Peter Flegg claimed that the patients with PCP described by Jacob et al had many diseases and thus "were not as immunocompetent as the Perth Group would have us believe".

In our rapid response PCP and "HIV", 5 November, we asked Peter Flegg: "If diabetes, CCF, asthma, alcohol abuse, cardiac valve disease, lower immunocompetence, which in turn predisposes to the development of PCP, then given the fact that these type of patients: (a) have been present in the New York Hospital-Cornell Medical Centre long before the 5 cases were reported, as well as since then, why was PCP reported only in this small period of 3 months; (b) are present in every major hospital around the world, why "PCP in the absence of HIV immunodeficiency is exceedingly rare?" Could it be because patients other than those suspected of having AIDS are not tested? Is it possible that the reported high frequency of PCP in the Jacobs et al study and in many, if not all AIDS patients, is not real but the result of a non specific test?"

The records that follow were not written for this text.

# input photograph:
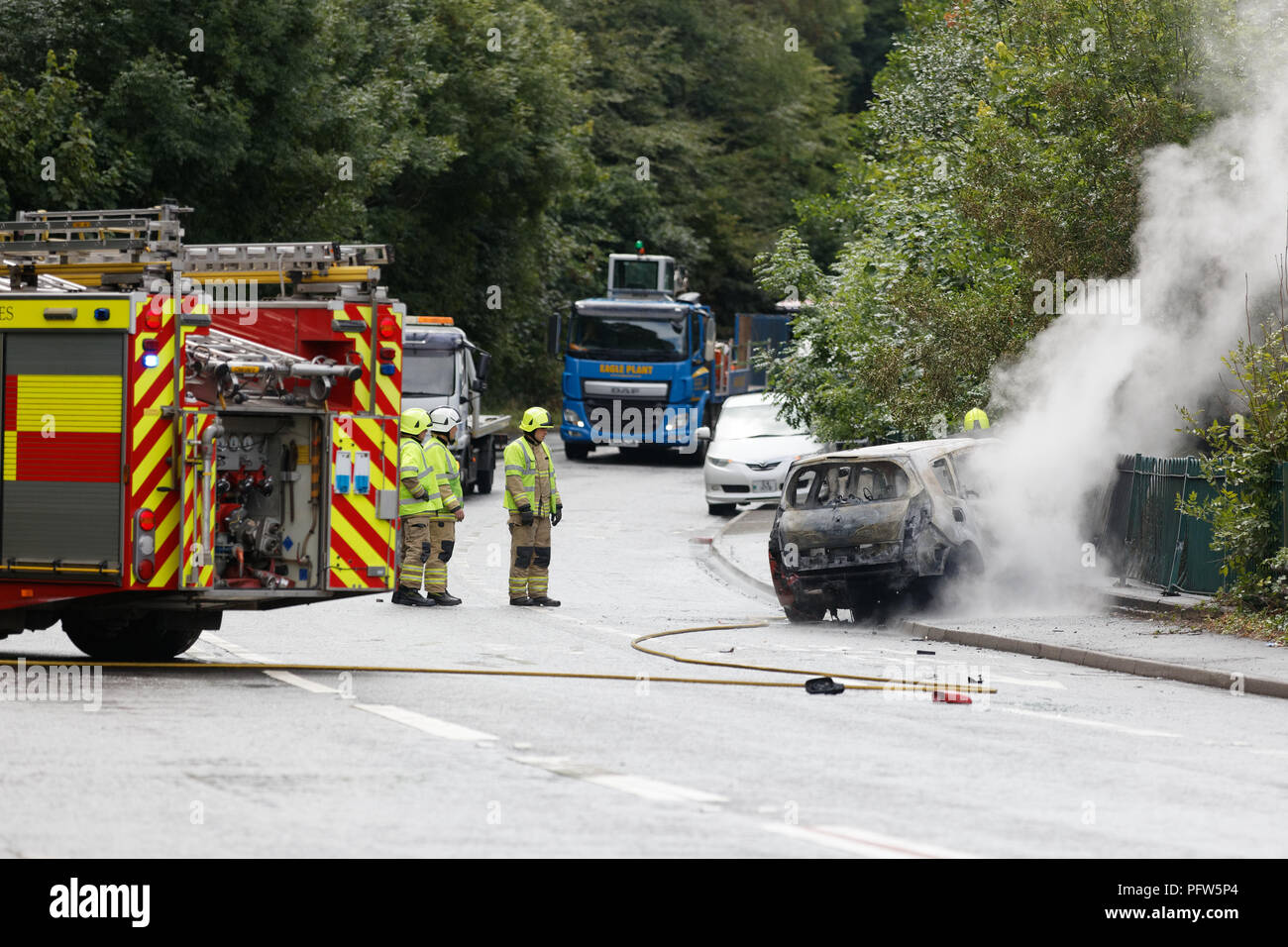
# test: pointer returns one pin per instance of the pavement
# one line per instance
(1125, 629)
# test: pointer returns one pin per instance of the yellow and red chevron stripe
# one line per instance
(198, 566)
(389, 386)
(154, 453)
(359, 539)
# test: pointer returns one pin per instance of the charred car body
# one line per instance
(858, 527)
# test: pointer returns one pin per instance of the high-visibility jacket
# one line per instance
(411, 464)
(447, 476)
(520, 462)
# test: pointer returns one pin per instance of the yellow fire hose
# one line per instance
(879, 684)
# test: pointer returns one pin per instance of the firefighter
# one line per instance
(417, 499)
(975, 419)
(532, 497)
(443, 424)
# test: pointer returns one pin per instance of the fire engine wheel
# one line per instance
(141, 641)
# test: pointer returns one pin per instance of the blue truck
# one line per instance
(643, 365)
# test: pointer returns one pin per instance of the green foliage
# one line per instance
(1001, 149)
(492, 144)
(1241, 458)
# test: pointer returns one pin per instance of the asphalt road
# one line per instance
(1060, 762)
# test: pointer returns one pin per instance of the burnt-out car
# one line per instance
(855, 528)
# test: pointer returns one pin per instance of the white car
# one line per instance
(751, 453)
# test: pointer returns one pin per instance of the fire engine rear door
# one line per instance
(60, 496)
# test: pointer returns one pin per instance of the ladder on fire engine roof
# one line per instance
(121, 249)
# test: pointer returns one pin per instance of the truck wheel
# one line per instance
(802, 615)
(138, 641)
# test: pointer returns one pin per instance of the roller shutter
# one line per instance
(63, 421)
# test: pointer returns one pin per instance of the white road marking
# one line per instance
(426, 724)
(284, 677)
(1020, 682)
(287, 678)
(1080, 722)
(863, 843)
(635, 785)
(236, 650)
(410, 718)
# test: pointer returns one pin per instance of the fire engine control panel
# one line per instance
(266, 513)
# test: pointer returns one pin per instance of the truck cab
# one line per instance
(638, 368)
(439, 369)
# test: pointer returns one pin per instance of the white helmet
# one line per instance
(443, 419)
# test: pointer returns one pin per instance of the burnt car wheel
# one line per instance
(802, 615)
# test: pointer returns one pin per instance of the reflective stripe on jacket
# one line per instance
(520, 476)
(411, 464)
(447, 474)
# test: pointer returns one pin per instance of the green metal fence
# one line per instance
(1151, 541)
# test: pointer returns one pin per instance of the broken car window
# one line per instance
(848, 483)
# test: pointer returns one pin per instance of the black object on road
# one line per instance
(823, 685)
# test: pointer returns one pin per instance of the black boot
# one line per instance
(410, 596)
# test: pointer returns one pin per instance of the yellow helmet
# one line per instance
(536, 418)
(415, 420)
(975, 418)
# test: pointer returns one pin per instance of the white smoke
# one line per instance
(1093, 386)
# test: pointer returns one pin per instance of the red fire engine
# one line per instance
(175, 446)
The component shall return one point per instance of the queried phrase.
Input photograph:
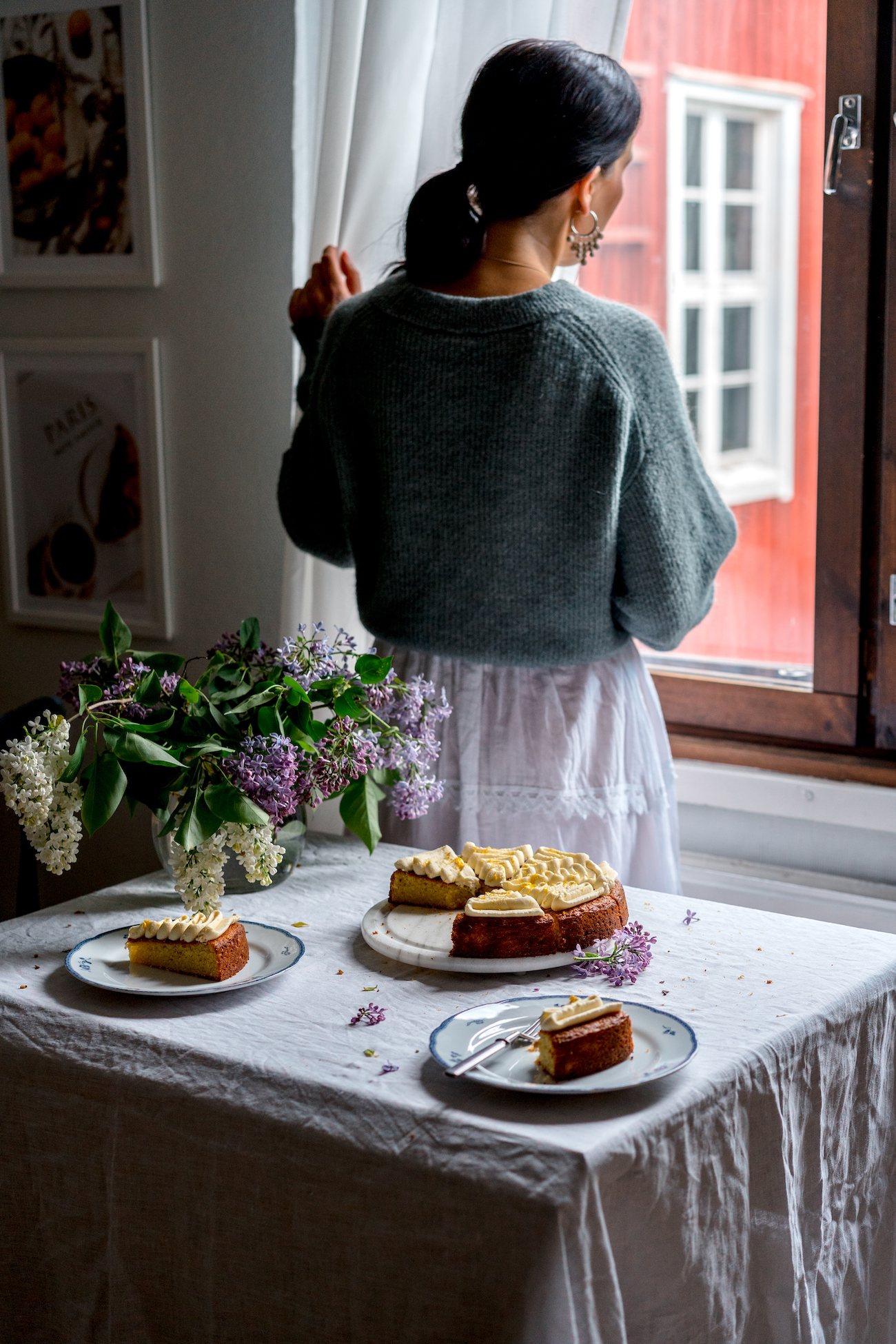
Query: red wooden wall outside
(764, 591)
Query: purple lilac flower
(266, 771)
(230, 645)
(414, 797)
(127, 680)
(77, 672)
(369, 1017)
(345, 753)
(622, 957)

Peter Flegg did not respond.

In conclusion, there are many reasons for the rarity of PCP reports before the AIDS era and for their increase since 1980. Peter Flegg, on the one hand claims that diabetes, CCF, asthma, alcohol abuse, cardiac valve disease, lower immunocompetence, which in turn predisposes to the development of PCP, and on the other hand the high incidence of the disease in the AIDS risk groups is not malnutrition, semen, factor VIII or drugs, but "HIV". The only evidence he gives in support of his claim that "The predominant cause of this [PCP] is HIV infection" is a correlation between a positive "HIV" antibody test and PCP.

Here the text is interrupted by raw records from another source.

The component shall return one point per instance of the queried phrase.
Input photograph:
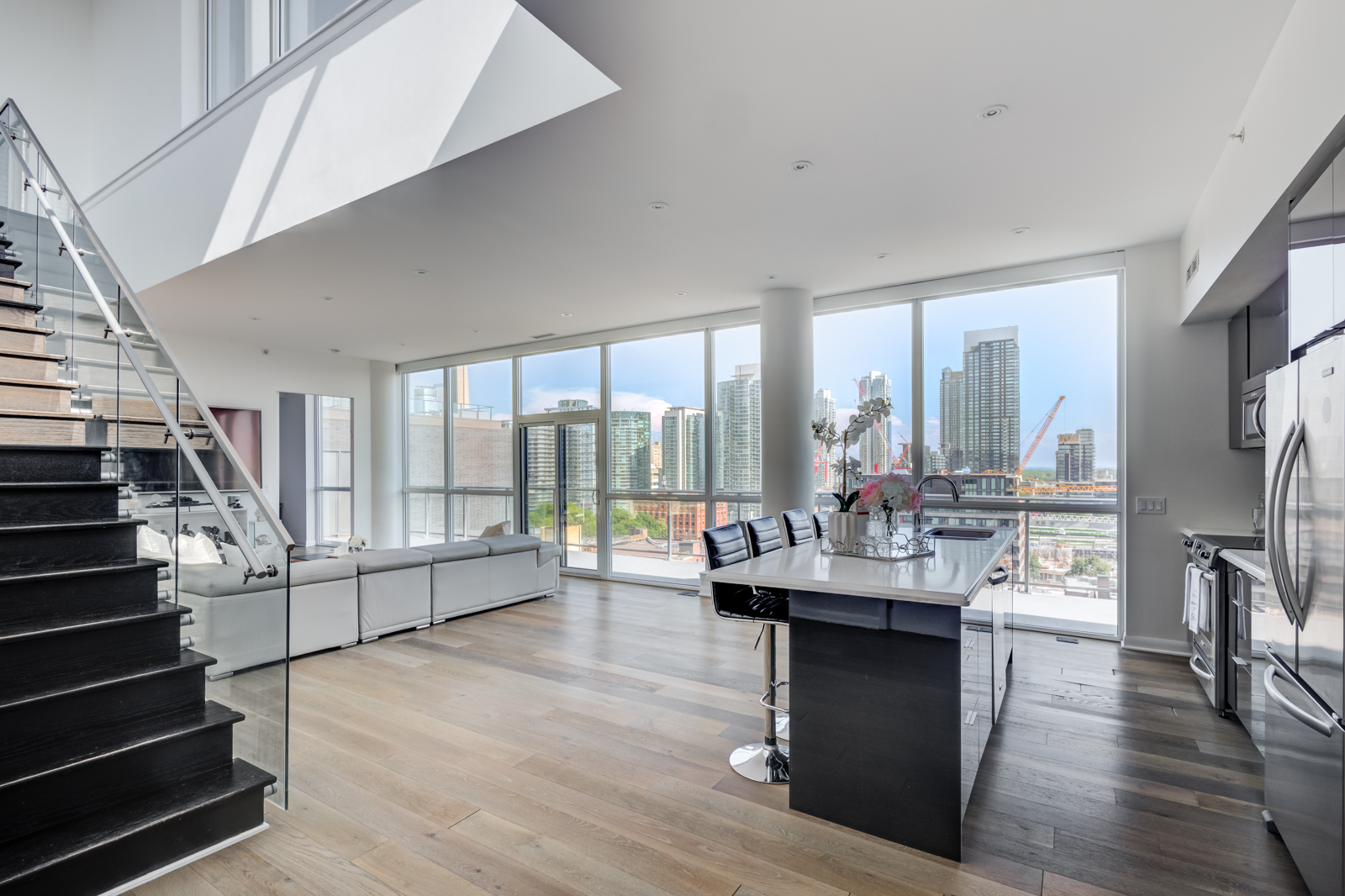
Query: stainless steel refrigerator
(1305, 625)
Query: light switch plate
(1150, 505)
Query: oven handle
(1196, 669)
(1286, 588)
(1289, 707)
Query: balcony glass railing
(82, 365)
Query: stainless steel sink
(961, 533)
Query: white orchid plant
(825, 430)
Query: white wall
(46, 66)
(1176, 444)
(1297, 103)
(147, 57)
(230, 374)
(390, 91)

In our rapid response: "PCP and "HIV"", 5 November, we wrote: "However, as we have stated many times before (something which the "HIV" experts including Peter Flegg chose to ignore) the question is not if a positive "HIV" antibody test is an indicator for present or future development of AIDS, but does it prove infection with "HIV". The absolutely necessary but not sufficient condition for any scientist worth his salt to claim or accept that "HIV" is the cause of AIDS, is evidence that a positive antibody test is proof of infection. In this debate, we have drawn the attention to the "HIV" participants, including Peter Flegg, that according to the test kit manufacturers and, most importantly, to some of the best known experts in "HIV" testing, at present no evidence exists that a positive test means infection. For some unknown reason all of them, including Peter Flegg, have ignored this fact. We asked them to provide evidence that the "HIV" antibody tests are specific. So far no such evidence has been forthcoming".

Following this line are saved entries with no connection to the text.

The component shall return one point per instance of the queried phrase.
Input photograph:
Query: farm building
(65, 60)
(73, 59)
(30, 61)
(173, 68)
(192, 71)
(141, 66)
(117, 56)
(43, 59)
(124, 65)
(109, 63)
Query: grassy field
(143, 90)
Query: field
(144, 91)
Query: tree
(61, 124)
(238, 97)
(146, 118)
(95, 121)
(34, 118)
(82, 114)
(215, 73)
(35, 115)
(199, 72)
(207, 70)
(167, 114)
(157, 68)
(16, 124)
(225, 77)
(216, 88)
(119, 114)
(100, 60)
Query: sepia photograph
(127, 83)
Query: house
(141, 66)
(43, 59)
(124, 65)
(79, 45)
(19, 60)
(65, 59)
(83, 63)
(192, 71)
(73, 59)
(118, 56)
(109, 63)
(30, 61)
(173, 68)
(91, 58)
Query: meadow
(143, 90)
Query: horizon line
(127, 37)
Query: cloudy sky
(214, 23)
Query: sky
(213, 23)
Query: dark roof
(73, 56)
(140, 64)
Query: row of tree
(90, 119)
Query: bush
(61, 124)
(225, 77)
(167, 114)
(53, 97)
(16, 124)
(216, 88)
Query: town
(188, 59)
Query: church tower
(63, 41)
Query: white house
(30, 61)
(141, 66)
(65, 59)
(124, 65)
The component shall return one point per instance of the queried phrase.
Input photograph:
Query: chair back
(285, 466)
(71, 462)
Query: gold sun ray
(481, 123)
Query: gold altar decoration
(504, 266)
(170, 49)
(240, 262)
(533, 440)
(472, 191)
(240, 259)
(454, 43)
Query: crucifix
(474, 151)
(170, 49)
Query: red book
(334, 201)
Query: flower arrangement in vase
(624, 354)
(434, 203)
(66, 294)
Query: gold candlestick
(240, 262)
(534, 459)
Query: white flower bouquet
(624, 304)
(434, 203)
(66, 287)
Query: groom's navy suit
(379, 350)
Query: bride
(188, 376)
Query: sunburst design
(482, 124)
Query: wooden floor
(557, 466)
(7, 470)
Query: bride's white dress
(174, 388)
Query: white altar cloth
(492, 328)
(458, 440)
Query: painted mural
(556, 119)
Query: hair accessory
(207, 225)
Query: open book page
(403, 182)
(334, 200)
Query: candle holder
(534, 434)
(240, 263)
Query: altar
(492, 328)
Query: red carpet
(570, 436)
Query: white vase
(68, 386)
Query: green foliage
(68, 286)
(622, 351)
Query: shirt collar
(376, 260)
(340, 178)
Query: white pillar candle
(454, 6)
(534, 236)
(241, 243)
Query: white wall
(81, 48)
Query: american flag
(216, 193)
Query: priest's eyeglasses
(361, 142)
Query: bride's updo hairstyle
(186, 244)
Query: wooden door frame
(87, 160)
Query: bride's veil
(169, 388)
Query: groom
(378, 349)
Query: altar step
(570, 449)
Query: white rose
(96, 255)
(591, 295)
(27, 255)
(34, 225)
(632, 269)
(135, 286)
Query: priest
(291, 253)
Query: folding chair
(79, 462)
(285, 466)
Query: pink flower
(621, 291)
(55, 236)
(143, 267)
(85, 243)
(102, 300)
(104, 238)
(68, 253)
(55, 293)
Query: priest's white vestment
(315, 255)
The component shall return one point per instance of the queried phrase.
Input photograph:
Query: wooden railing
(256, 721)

In his rapid response: 'Re: PCP and "HIV"", Peter Flegg once again ignored these facts.

So we repeat: "If Peter Flegg and his colleagues fail to provide such evidence, then we must conclude that their argument for a causal relationship between "HIV" and AIDS (PCP), based on a correlation between a positive antibody test and AIDS, collapses and any further debate is superfluous" and scientifically baseless.

REFERENCES

1. Hughes WT. Pneumocystis carinii pneumonia. N Engl J Med 1977;297:1381-3.

2. Hughes WT. Pneumocystis carinii pneumonitis. N Engl J Med 1987;317:1021-1023.

3. Fisk DT, Meshnick S, Kazanjian PH. Pneumocystis carinii pneumonia in patients in the developing world who have acquired immunodeficiency syndrome. Clin Infect Dis 2003;36:70-8.

4. Whyte BM, Cooper DA. The surveillance definition of the acquired immunodeficiency syndrome and the clinical classification of infection with the human immunodeficiency virus type 1. Med J Aust 1988;149:368-73.

5. Rifkind D, Starzl TE, Marchioro TL, Waddell WR, Rowlands DT, Hill RB. Transplantation pneumonia. J Am Med Assoc 1964;189:114-118.